Laut neuem Ladenschlussgesetz werden die allgemeinen werktäglichen Öffnungszeiten von 6 bis 20 Uhr beibehalten. Das grundsätzliche Verbot der Ladenöffnung an Sonn- und Feiertagen ist verfassungsrechtlich geschützt und wird nicht angetastet. Weiterhin erlaubt sind bis zu vier anlassbezogene verkaufsoffene Sonn- oder Feiertage pro Jahr, die durch die Gemeinden selbst festgesetzt werden.

Einkaufsnächte

Städte und Gemeinden bekommen erstmals die Möglichkeit, pro Jahr bis zu acht längere anlasslose Einkaufsnächte von Montag bis Samstag bis 24 Uhr abzuhalten. Künftig bedarf es keiner Genehmigung durch die Bezirksregierungen mehr. Digitale Kleinstsupermärkte wurden bislang als reine Warenautomaten angesehen, fielen folglich nicht unter das Ladenschlussgesetz des Bundes und durften an Werktagen 24 Stunden öffnen, an Sonn- und Feiertagen eingeschränkt.

Ausnahme im BayLadSchlG

Nach aktueller Rechtsprechung werden digitale Kleinstsupermärkte als Verkaufsstellen gewertet und unterliegen damit dem Ladenschlussgesetz des Bundes. Damit ein durchgehender Betrieb auch während der allgemeinen Ladenschlusszeiten sowie an Sonn- und Feiertagen möglich ist, bedarf es im BayLadSchlG einer Ausnahme. An Sonn- und Feiertagen dürfen diese nun generell öffnen.

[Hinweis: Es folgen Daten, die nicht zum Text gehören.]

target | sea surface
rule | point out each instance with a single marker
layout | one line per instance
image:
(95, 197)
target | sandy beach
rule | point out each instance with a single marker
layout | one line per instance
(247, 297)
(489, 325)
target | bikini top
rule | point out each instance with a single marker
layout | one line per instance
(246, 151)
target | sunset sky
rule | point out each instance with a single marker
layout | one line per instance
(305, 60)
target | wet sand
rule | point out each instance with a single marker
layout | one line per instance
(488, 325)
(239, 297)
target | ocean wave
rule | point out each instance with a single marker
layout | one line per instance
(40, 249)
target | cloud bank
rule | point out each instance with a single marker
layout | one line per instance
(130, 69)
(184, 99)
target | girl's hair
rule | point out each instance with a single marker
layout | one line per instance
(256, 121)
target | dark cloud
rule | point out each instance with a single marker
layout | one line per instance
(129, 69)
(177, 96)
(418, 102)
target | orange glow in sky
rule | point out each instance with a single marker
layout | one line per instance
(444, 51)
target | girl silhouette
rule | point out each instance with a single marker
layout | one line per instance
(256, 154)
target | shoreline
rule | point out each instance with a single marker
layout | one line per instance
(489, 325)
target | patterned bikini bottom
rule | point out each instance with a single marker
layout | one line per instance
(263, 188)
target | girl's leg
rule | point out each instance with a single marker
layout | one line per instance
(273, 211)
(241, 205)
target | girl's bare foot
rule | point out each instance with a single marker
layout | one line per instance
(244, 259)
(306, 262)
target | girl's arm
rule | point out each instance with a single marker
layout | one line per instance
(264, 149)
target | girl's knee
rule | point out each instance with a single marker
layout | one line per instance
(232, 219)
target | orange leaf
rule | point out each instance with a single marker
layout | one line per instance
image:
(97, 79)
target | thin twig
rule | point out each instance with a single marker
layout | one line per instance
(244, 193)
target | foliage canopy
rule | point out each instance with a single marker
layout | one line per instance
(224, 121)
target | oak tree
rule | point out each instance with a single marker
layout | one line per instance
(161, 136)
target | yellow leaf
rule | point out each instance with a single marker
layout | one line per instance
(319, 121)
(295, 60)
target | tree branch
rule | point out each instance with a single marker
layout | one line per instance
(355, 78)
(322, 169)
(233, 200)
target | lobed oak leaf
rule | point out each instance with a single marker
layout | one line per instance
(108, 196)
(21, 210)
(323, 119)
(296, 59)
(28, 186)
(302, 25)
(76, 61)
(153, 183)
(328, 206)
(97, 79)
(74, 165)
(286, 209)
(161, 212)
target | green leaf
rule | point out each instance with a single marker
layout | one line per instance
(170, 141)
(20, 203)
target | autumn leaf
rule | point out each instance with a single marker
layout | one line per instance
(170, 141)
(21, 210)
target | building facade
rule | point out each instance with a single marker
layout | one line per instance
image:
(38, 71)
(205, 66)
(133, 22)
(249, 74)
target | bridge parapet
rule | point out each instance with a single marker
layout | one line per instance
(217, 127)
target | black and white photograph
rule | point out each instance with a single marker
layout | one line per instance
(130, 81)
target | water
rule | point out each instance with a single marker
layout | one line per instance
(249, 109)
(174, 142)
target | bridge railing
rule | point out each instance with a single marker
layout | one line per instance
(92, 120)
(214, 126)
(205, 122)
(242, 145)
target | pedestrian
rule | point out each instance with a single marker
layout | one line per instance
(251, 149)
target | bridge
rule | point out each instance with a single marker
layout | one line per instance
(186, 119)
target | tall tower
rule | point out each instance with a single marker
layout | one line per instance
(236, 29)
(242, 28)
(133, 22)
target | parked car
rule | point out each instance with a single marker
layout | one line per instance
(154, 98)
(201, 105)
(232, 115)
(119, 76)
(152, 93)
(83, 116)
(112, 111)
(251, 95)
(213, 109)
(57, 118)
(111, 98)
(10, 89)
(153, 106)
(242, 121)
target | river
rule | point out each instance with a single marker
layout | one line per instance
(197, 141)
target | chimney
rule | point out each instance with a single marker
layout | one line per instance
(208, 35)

Den zeitlichen Rahmen gibt die jeweilige Gemeinde vor. Eine Beschränkung des Sortiments digitaler Kleinstsupermärkte ist gegenüber dem üblichen Warenangebot von Supermärkten nicht vorgesehen. Die maximal zulässige Verkaufsflächengröße beträgt 150 Quadratmeter.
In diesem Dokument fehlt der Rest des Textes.